O prefeito destaca que, hoje, o técnico agrícola tem um campo muito aberto, principalmente quando atua na área de extensão ou assistência técnica. “Desta forma, tem a oportunidade de crescer e conversar com muita gente e não ficar bitolado. Isso faz com que ele cresça na vida e abra muitas portas no futuro”, comenta.  

O ex-aluno Fabio Somensi foi outro participante da mesa redonda e, atualmente, trabalha na empresa Olfar de Erechim. “Tive a felicidade de estudar no Colégio Agrícola entre os anos de 1997 e 1999 e agradeço essa oportunidade”, observa.

Fabio comenta que incentivou muito seu filho a também estudar no mesmo colégio, e hoje ele está no segundo ano. “Incentivei muito que viesse estudar aqui pelo reconhecimento da instituição e por saber como ela é conduzida. E também pela formação do técnico agrícola, que é a formação do colégio, ser profissionalizante e ele sair daqui com uma profissão para ingressar no mercado de trabalho”, explica.

“A minha formação como técnico agropecuário fez a diferença.
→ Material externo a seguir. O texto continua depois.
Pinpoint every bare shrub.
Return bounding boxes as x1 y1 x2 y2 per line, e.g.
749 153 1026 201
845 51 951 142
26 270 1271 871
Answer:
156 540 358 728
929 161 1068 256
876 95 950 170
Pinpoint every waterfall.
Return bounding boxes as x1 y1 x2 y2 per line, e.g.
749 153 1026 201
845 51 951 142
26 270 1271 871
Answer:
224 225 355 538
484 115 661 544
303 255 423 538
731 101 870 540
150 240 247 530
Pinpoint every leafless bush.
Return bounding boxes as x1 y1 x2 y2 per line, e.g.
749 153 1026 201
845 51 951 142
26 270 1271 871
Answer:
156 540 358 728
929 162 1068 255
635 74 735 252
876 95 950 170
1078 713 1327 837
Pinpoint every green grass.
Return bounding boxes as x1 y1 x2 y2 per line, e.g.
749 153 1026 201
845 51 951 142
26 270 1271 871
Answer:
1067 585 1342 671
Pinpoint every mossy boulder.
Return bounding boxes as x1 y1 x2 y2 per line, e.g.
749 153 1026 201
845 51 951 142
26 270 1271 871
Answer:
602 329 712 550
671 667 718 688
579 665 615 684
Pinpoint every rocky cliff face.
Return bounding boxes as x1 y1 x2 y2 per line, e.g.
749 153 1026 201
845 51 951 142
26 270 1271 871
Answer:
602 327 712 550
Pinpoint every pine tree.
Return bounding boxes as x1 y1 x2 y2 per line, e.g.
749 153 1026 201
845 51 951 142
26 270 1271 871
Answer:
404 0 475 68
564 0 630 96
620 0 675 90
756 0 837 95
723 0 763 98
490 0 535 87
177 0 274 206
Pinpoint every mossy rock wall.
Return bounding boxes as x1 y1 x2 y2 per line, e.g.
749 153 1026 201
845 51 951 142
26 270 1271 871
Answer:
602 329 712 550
Hoje, tudo que consegui na vida foi pela minha formação, ela deu abertura para seguir na carreira e também foi um ensinamento para a vida”, salienta.

A coordenadora Pedagógica, Roseli Fátima Vaes Arnold, diz que a terceira Semana do Técnico está sendo muito importante para os alunos pelo repasse de conhecimento. Ela destaca ainda que a cada ano os alunos estão com mais comprometidos com as atividades. “Vejo que estamos no caminho certo enquanto instituição, todos os professores da escola estão se empenhando e fazendo com que o nosso aluno seja um profissional de qualidade”, enfatiza.   

Segundo o professor de olericultura e fruticultura, Valdecir Francisco Balestrin, a Semana do Técnico teve várias programações com dias de campo e palestras. “O objetivo é preparar o aluno para atuar em campo e  mostrar a eles aonde estão atuando nossos técnicos”, comenta.

Dia de campo

O dia de campo, na manhã de ontem, foi abordado a importância da pastagem para a produção de leite. Segundo o professor Alencar José Perondi, os alunos apresentaram as características das pastagens envolvendo gramíneas anuais de inverno, gramíneas anuais de verão, leguminosas anuais de inverno e leguminosas anuais de verão. “Todas essas variedades são voltadas para produção de leite, e os alunos estão ressaltando todas as características das plantas”, observa.  

Alencar destaca que o pasto é fundamental para produção leiteira, “é a base alimentar de tudo, mesmo tendo os animais fechados, estabulados”. Ele ressalta que a região Alto Uruguai permite a utilização de vários tipos de pastos ao longo do ano.